Python timeseries analysis with statsmodels and ARIMA¶
Prerequisites¶
For this exercise we will need the statsmodels
and pmdarima
libraries.
conda install -c conda-forge statsmodels pmdarima
Sources for further exploration:
- https://www.timescale.com/blog/how-to-work-with-time-series-in-python
- https://filippomb.github.io/python-time-series-handbook/notebooks/01/introduction_to_time_series.html
- https://builtin.com/data-science/time-series-python
Resource for online time series data¶
Imports¶
import numpy as np
import matplotlib.pyplot as plt
import statsmodels.api as sm
from statsmodels.tsa.seasonal import seasonal_decompose
from statsmodels.tsa.stattools import adfuller
from statsmodels.tsa.arima.model import ARIMA
# One of the modules reports prodigious warnings so we will just hide these ;)
import warnings
warnings.filterwarnings("ignore")
What is time series data?¶
- A time series is a sequence of data points organized in time order.
- Usually, the time signal is sampled at equally spaced points in time.
- These can be represented as the sequence of the sampled values.
- We refer to this setting as discrete time.
Time series components¶
We will start learning about time series data by building up a synthetic timeseries dataset to understand the different components of time series, which are often assumed to be composed of three components:
- Trend: the long-term direction.
- Seasonality: the periodic behavior.
- Residuals: the irregular fluctuations.
Trend¶
- Trend captures the general direction of the time series.
- For example, increasing number of passengers over the years despite seasonal fluctuations.
- Trend can be increasing, decreasing, or constant.
- It can increase/decrease in different ways over time (linearly, exponentially, etc…).
time = np.arange(144)
trend = time * 2.65 +100
plt.figure(figsize=(12, 4))
plt.plot(time, trend, color='tab:red')
plt.xlabel("Time")
plt.ylabel("Valule")
plt.grid()
plt.title("Trend vs Time");
Seasonality¶
- Periodic fluctuations in time series data that occur at regular intervals due to seasonal factors.
- It is characterized by consistent and predictable patterns over a specific period (e.g., daily, monthly, quarterly, yearly).

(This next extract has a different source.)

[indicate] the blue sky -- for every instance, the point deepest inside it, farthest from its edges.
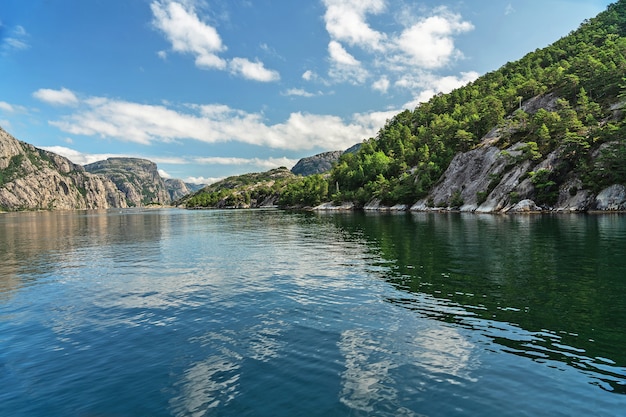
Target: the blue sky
(212, 88)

seasonal = 20 + np.sin( time * 0.5) * 20
plt.figure(figsize=(12, 4))
plt.plot(time, seasonal, color='tab:orange')
plt.xlabel("Time")
plt.ylabel("Value")
plt.grid()
plt.title("Seasonality");
Residuals¶
- Residuals are the random fluctuations left over after trend and seasonality are removed from the original time series.
- One should not see a trend or seasonal pattern in the residuals.

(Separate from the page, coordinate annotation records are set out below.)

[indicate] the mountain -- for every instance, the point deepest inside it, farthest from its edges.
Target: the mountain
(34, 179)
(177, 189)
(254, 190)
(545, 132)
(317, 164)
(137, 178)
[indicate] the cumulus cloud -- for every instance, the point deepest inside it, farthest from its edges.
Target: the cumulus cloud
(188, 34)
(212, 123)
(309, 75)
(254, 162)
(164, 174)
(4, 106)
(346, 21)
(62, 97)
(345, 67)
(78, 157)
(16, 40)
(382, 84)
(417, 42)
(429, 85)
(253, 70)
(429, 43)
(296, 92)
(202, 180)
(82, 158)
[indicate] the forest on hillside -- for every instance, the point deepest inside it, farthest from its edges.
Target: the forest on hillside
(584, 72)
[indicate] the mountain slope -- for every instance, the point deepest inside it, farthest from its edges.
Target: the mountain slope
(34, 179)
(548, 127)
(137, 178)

- They represent short term, rather unpredictable fluctuations.
residuals = np.random.normal(loc=0.0, scale=3, size=len(time))
plt.figure(figsize=(12, 4))
plt.plot(time, residuals, color='tab:green')
plt.xlabel("Time")
plt.ylabel("Value")
plt.grid()
plt.title("Residuals");
Timeseries Models & Decomposition¶
Time series components can be decomposed with the following models:
- Additive decomposition
- Multiplicative decomposition
- Other more complicated models that we won’t discuss
Additive model¶
Additive models assume that the observed time series is the sum of its components:
X(t) = T(t) + S(t) + R(t)
where:
- X(t) is the time series
- T(t) is the trend
- S(t) is the seasonality
- R(t) is the residual
Additive models are used when the magnitudes of the seasonal and residual values do not depend on the level of the trend.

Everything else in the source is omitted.